Piazza Affari in rosso. Vendite su petroliferi, industriali e lusso. FTSE MIB -1,18%.

Mercati azionari europei negativi. Wall Street in rialzo: subito dopo la chiusura delle borse europee S&P 500 +0,9%, NASDAQ Composite +1,5%, Dow Jones Industrial +0,2%. A Milano il FTSE MIB ha terminato a -1,18% (performance settimanale -1,83%), il FTSE Italia All-Share a -1,17%, il FTSE Italia Mid Cap a -1,18%, il FTSE Italia STAR a -0,96%.

*BTP e spread in miglioramento. *Il rendimento del decennale segna 1,35% (chiusura precedente a 1,36%), lo spread sul Bund 138 bp (da 141) (dati MTS). Euro in recupero dal minimo da giugno 2020 contro dollaro a 1,1122 toccato stamattina. EUR/USD al momento segna 1,1166.

Tra i dati macroeconomici pubblicati in giornata segnaliamo negli USA: indice fiducia consumatori Univ. Michigan gennaio a 67,2 punti da 70,6 punti (atteso 68,7 punti); inflazione PCE dicembre +0,4% m/m da +0,6% (atteso +0,5%). In Germania: 1a stima PIL tom4 2021 -0,7% t/t da -0,7% (atteso -0,3%).

Petroliferi in netto ribasso nonostante il greggio abbia toccato i massimi dal 2014. Il future aprile 2022 sul Brent segna 89,25 $/barile (massimo a 90,25), il future marzo 2022 sul WTI segna 87,65 $/barile (massimo a 88,83). Eni -1,72%, Tenaris -1,85%, Saipem -5,05%.
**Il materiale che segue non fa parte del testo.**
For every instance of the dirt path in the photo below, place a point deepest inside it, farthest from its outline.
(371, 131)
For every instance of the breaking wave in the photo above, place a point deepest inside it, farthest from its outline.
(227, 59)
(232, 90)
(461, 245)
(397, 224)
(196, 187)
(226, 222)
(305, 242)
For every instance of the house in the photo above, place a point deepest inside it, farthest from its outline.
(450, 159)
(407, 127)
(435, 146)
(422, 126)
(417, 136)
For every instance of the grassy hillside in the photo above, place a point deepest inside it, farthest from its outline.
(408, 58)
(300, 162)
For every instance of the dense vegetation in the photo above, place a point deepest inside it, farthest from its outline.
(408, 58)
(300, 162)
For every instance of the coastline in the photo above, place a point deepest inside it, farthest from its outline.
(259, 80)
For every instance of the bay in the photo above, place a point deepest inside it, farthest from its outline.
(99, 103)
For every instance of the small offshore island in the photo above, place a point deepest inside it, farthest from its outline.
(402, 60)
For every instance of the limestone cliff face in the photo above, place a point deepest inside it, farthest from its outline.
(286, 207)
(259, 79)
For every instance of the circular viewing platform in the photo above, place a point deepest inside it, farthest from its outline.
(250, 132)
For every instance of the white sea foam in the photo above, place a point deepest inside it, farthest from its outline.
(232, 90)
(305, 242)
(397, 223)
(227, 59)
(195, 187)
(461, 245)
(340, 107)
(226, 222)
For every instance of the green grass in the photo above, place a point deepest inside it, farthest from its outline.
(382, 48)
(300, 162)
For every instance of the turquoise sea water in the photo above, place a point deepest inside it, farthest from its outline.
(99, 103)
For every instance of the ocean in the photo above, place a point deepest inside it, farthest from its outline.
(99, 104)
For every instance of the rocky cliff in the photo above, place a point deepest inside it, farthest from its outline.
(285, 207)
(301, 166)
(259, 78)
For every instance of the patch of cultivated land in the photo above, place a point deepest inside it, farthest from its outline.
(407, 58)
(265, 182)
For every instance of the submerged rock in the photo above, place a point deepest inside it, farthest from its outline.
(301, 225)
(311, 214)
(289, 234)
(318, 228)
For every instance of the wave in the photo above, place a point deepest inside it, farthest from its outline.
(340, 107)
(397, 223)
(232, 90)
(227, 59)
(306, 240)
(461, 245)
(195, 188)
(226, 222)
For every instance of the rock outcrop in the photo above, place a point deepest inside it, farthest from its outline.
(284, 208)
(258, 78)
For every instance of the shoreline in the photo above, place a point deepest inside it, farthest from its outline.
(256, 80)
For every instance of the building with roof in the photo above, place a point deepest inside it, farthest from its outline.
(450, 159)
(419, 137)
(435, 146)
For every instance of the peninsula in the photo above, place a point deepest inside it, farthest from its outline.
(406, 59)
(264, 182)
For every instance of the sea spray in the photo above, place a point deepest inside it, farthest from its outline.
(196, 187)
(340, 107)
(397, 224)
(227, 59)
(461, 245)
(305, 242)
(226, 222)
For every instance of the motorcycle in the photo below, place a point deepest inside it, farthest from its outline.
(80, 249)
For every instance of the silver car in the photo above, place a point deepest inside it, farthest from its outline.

Segni negativi nei comparti industriale e automobilistico: CNH Industrial -3,30%, Pirelli -2,00%, Prysmian -2,02%, Iveco -2,29%. In rosso anche Stellantis -2,70% nonostante il rafforzamento la posizione commerciale in Cina. Dongfeng Peugeot Citroën Automobile nel 2021 ha venduto oltre 100.000 veicoli, più del doppio del 2020. Vendite record per il marchio Jeep con il modello Wrangler.

Lusso in forte calo appesantito dai dati di Salvatore Ferragamo -4,27%. I ricavi preliminari 2021 si sono attestati a 1,136 miliardi di euro +29,6% a/a (escludendo il business dei Profumi). Nel quarto trimestre c'è stato però un rallentamento della crescita con un +20,8% a/a. In rosso anche Moncler -1,84%, Tod's -1,56%, Brunello Cucinelli -1,64%.

Volatilità altissima per Safilo Group -4,38% che inverte la rotta e termina in pesante flessione dopo essersi spinto a +6% (massimi da novembre) in scia ai dati preliminari 2021. I ricavi aumentano del 3,3% rispetto al 2019 pre-pandemia e del 24,3% rispetto al 2020. Il margine EBITDA adjusted raggiunge l'8,7%, ben al di sopra del 7,0% del 2019.

In rialzo Leonardo +0,97%. Ieri il cda ha completato l'analisi preliminare della performance attesa nel 2021: si prevede di "chiudere l'anno con Ordini, Ricavi ed EBITA nella parte alta della Guidance con un FOCF pari a ca. 200 milioni di euro, circa il doppio rispetto alla Guidance originale". I dati dettagliati verranno comunicati il 10 marzo, unitamente alle previsioni per il 2022.

Lieve calo per Unicredit -0,19% che chiude il quarto trimestre 2021 con risultati superiori alle attese. I ricavi totali ammontano a 4,4 miliardi di euro contro un consensus di 4,2 miliardi circa. Il margine di interesse si attesta a 2,4 miliardi contro un consensus di 2,23 miliardi. Costi operativi a 2,5 miliardi contro un consensus di 2,54 miliardi. Il cda propone ai soci la distribuzione ordinaria di 3,75 miliardi di euro, composta da dividendi in contanti per circa 1,17 miliardi e riacquisti di azioni per circa 2,58 miliardi.